Member of the Nebraska Legislature from the 18th district
- In office 2007 – November 2014
- Preceded by: Mick Mines
- Succeeded by: Brett Lindstrom

Personal details
- Born: November 11, 1964 Sioux City, Iowa, U.S.
- Died: December 16, 2023 (aged 59) Omaha, Nebraska, U.S.
- Party: Republican
- Alma mater: Creighton University

= Scott Lautenbaugh =

American politician (1964–2023)

Scott Alan Lautenbaugh (November 11, 1964 – December 16, 2023) was an American politician from the state of Nebraska. He served in the Nebraska Legislature from 2007 to 2014, representing Omaha-based district 18.

== Career ==
He graduated from Omaha South High School in 1983. There, he was named as a semifinalist in the National Merit Scholarship Program. He subsequently graduated from Creighton University with a B.A. in 1987 after studying Economics, Political Science, History, and Philosophy, and with a J.D. from the Creighton School of Law in 1991.

After law school, he worked as an attorney for various law firms.
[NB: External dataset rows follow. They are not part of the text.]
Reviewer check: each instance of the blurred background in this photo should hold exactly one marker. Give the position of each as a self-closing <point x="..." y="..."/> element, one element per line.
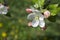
<point x="13" y="26"/>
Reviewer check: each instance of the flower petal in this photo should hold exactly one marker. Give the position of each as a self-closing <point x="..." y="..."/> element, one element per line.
<point x="35" y="23"/>
<point x="4" y="10"/>
<point x="42" y="23"/>
<point x="31" y="16"/>
<point x="41" y="17"/>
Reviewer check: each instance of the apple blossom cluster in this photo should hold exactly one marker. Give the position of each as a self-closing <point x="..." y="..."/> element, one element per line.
<point x="3" y="9"/>
<point x="37" y="17"/>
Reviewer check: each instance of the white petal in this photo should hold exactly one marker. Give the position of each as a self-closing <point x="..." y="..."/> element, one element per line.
<point x="35" y="23"/>
<point x="31" y="16"/>
<point x="41" y="17"/>
<point x="42" y="23"/>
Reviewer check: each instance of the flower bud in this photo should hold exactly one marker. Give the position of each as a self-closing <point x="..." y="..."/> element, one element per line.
<point x="30" y="24"/>
<point x="28" y="10"/>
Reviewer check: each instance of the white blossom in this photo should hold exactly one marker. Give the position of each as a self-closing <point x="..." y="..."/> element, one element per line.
<point x="37" y="18"/>
<point x="3" y="9"/>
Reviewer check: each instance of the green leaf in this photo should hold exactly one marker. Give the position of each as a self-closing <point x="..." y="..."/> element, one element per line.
<point x="38" y="3"/>
<point x="54" y="12"/>
<point x="52" y="6"/>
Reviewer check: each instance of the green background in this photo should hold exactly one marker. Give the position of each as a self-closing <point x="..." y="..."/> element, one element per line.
<point x="14" y="24"/>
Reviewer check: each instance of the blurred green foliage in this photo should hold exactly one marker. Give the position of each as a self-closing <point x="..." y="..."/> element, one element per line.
<point x="14" y="25"/>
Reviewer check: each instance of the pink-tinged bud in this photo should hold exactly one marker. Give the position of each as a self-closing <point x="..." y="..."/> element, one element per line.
<point x="30" y="24"/>
<point x="46" y="14"/>
<point x="43" y="28"/>
<point x="28" y="10"/>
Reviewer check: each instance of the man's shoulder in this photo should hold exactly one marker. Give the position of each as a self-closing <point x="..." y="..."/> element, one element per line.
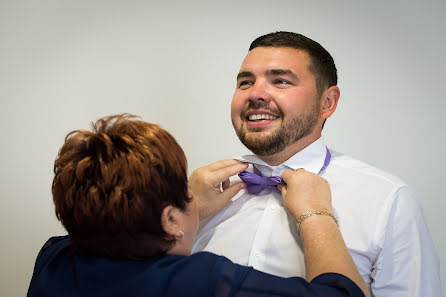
<point x="345" y="166"/>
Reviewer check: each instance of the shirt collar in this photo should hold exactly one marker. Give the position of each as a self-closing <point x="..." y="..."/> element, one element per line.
<point x="311" y="158"/>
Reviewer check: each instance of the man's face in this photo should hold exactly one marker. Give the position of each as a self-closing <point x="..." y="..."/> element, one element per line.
<point x="276" y="102"/>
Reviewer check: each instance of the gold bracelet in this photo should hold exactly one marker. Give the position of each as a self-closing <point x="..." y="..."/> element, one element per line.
<point x="310" y="213"/>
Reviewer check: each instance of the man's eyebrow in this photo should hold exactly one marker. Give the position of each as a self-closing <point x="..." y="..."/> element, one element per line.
<point x="281" y="72"/>
<point x="244" y="74"/>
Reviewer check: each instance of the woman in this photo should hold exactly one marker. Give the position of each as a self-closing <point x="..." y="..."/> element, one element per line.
<point x="121" y="193"/>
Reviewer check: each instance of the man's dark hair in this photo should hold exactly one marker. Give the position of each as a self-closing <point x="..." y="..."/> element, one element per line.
<point x="112" y="183"/>
<point x="322" y="65"/>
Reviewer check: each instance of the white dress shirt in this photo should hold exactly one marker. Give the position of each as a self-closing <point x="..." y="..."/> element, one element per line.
<point x="379" y="217"/>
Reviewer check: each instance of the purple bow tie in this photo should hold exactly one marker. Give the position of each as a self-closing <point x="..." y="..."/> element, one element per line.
<point x="256" y="182"/>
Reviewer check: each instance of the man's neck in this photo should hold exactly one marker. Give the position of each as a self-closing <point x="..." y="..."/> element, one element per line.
<point x="289" y="151"/>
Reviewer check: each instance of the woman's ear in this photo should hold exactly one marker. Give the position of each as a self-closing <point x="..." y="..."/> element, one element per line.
<point x="170" y="220"/>
<point x="329" y="101"/>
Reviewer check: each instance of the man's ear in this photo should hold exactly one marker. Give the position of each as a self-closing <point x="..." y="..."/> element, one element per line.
<point x="170" y="220"/>
<point x="329" y="101"/>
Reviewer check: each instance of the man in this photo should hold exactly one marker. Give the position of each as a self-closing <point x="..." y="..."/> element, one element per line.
<point x="286" y="89"/>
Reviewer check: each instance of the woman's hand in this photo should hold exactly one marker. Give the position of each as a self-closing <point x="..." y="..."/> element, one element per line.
<point x="305" y="191"/>
<point x="210" y="185"/>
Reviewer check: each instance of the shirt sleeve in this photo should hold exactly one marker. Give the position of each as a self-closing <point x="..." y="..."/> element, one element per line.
<point x="241" y="281"/>
<point x="407" y="265"/>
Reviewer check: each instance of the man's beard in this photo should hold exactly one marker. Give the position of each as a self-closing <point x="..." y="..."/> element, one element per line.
<point x="286" y="135"/>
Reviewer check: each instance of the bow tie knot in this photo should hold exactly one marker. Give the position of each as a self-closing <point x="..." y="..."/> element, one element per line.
<point x="256" y="182"/>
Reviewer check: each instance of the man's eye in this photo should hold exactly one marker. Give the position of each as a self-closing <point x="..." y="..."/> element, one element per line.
<point x="282" y="82"/>
<point x="244" y="83"/>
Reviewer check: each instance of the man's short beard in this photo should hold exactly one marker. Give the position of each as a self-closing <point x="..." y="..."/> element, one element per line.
<point x="286" y="135"/>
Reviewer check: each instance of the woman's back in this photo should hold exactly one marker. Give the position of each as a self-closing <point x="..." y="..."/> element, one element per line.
<point x="60" y="272"/>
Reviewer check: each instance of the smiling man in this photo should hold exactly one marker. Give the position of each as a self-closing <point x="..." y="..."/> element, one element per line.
<point x="286" y="89"/>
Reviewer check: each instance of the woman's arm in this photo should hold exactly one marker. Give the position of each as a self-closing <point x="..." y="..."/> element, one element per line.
<point x="324" y="247"/>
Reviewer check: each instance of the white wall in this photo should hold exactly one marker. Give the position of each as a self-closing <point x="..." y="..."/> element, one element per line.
<point x="64" y="64"/>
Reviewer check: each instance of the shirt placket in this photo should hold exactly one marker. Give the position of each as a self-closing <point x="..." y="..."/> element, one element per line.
<point x="259" y="257"/>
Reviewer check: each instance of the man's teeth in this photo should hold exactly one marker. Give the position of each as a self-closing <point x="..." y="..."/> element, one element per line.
<point x="256" y="117"/>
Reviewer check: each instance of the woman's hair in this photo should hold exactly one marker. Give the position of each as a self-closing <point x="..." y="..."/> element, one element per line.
<point x="112" y="183"/>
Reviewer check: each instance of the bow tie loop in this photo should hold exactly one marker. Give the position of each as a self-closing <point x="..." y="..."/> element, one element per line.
<point x="256" y="182"/>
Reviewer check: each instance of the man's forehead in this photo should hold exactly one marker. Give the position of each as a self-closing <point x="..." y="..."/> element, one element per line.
<point x="268" y="58"/>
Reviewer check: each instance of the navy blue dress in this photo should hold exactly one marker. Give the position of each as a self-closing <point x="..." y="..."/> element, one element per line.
<point x="59" y="272"/>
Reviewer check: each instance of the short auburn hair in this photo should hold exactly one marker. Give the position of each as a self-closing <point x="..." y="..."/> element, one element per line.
<point x="112" y="183"/>
<point x="322" y="64"/>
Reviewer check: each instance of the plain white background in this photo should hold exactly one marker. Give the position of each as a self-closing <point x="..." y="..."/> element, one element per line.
<point x="64" y="64"/>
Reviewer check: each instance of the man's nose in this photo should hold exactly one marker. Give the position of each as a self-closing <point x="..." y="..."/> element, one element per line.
<point x="260" y="92"/>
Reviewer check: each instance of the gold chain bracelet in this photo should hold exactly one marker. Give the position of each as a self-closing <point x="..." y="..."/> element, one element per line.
<point x="310" y="213"/>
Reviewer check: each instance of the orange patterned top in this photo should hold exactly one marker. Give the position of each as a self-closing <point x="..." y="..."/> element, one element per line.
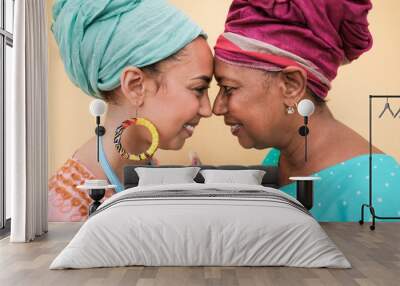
<point x="67" y="202"/>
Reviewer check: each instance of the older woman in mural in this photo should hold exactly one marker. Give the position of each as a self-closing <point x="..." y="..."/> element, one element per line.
<point x="274" y="54"/>
<point x="147" y="60"/>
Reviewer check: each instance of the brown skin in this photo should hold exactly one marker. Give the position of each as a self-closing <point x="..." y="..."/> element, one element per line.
<point x="258" y="101"/>
<point x="170" y="98"/>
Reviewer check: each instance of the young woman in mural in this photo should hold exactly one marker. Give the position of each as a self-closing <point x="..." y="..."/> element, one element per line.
<point x="274" y="54"/>
<point x="154" y="66"/>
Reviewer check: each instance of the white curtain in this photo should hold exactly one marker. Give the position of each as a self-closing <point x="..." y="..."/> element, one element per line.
<point x="26" y="123"/>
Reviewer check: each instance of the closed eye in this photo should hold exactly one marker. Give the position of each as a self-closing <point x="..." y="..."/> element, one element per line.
<point x="226" y="90"/>
<point x="201" y="90"/>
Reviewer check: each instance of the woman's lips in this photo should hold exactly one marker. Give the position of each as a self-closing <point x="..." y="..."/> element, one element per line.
<point x="235" y="129"/>
<point x="189" y="129"/>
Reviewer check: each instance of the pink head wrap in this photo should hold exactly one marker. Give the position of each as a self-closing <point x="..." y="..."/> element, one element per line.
<point x="317" y="36"/>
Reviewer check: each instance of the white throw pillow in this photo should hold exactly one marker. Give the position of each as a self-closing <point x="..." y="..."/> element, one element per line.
<point x="247" y="177"/>
<point x="162" y="176"/>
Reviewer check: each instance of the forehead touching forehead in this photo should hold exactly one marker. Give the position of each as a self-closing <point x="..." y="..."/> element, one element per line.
<point x="234" y="73"/>
<point x="194" y="60"/>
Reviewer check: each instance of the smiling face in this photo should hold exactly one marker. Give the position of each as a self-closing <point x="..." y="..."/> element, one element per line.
<point x="250" y="101"/>
<point x="180" y="99"/>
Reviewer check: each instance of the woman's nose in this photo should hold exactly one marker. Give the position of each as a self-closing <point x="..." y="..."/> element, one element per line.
<point x="205" y="107"/>
<point x="220" y="105"/>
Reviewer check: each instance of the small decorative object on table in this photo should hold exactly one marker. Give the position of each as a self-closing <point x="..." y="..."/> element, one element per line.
<point x="304" y="190"/>
<point x="97" y="190"/>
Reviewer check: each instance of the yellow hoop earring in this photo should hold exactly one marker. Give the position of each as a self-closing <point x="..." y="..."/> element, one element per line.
<point x="140" y="122"/>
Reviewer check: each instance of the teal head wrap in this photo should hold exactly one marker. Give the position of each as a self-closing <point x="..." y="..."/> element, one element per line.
<point x="99" y="38"/>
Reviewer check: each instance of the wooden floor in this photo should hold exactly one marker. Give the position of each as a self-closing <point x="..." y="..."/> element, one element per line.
<point x="375" y="257"/>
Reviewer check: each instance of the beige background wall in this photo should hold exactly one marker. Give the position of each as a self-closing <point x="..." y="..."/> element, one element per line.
<point x="376" y="72"/>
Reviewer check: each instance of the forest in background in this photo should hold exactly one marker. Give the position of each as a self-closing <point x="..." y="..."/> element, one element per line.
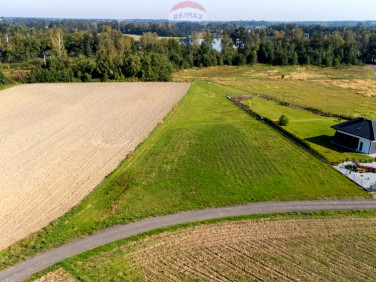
<point x="83" y="50"/>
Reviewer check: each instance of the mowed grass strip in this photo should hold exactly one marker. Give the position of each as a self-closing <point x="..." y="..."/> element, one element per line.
<point x="207" y="153"/>
<point x="347" y="91"/>
<point x="321" y="246"/>
<point x="307" y="126"/>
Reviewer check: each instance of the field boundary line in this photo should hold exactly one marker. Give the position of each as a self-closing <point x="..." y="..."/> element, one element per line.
<point x="42" y="261"/>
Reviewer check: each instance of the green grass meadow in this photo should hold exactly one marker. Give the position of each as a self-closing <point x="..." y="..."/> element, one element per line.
<point x="307" y="86"/>
<point x="207" y="153"/>
<point x="112" y="262"/>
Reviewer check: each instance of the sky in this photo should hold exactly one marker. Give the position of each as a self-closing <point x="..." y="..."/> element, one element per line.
<point x="269" y="10"/>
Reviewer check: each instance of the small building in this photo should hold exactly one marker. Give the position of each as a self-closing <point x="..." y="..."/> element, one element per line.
<point x="358" y="135"/>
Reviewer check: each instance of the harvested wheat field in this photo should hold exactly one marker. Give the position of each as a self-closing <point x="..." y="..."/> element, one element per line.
<point x="58" y="141"/>
<point x="299" y="249"/>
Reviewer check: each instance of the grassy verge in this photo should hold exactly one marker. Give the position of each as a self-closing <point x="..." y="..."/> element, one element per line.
<point x="207" y="153"/>
<point x="310" y="127"/>
<point x="349" y="91"/>
<point x="116" y="260"/>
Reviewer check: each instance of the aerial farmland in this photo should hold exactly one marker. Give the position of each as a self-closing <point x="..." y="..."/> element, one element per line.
<point x="65" y="138"/>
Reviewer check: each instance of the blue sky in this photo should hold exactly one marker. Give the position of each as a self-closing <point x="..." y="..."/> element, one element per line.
<point x="283" y="10"/>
He was a member of Omaha Barristers, being its president from 2000 to 2001.

He was the Chief Deputy Election Commissioner for Douglas County from 1996 to 2000, then Election Commissioner from 2000 to 2003. During his term as Election Commissioner, he was sued by former State Senator Ernie Chambers and won.

After Mick Mines resigned in October 2007 from being State Senator for Legislative District 18, Governor Dave Heineman appointed Lautenbaugh on November 2, 2007, to replace Mines. He then won a 2008 special election and a 2010 regular election, both against Carl Lorenzen. He was chairperson of the Rules Committee, and served on the Transportation and Telecommunications; General Affairs; Government, Military and Veterans Affairs; and Urban Affairs committees. He resigned on November 6, 2014, at age 49, being unable to run again due to term limits and planning to go into lobbying, and was replaced by Brett Lindstrom.

He was a "dyed in the wool" Republican, supporting personal liberty and small businesses, opposing government overreach, and refusing to take directions from any person or organization. He successfully championed an exception for cigar bars in Nebraska's smoking ban. He filed a petition with the Nebraska Supreme Court to remove the requirement that attorneys licensed in Nebraska be members of the Nebraska State Bar Association, resulting in the court deciding to limit how the Bar Association can spend money it receives from mandatory membership dues and assessments.

== Personal life ==
Scott Alan Lautenbaugh was born on November 11, 1964, in Sioux City, Iowa to Dean and Janis Lautenbaugh. His family moved to Omaha in 1970.

He lived in northwest Douglas County. He was a member of St. Andrew's United Methodist Church.

While working at a law firm at age 27, he met Shelly, and married her 3 years later, on June 3, 1995. With her, he had a stepson named Spencer (b. 1990, now age ) and twin sons Nathan and Kyle (b. 1999, now age ). He was later in a relationship with Laura Nelson, who already had a daughter named Sarah.

On February 27, 2013, he was cited for DUI near 147th Street and West Maple Road in Omaha. His blood-alcohol level was .234, which is nearly three times the legal limit in Nebraska. In June 2013, he was sentenced to 2 days in jail, a year's probation, and a $500 fine. Exactly ten years later, he posted on Facebook stating that he regrets his drinking and driving.

He had a dog named Jack and a cat named Rocky.

He died on December 16, 2023, at age 59.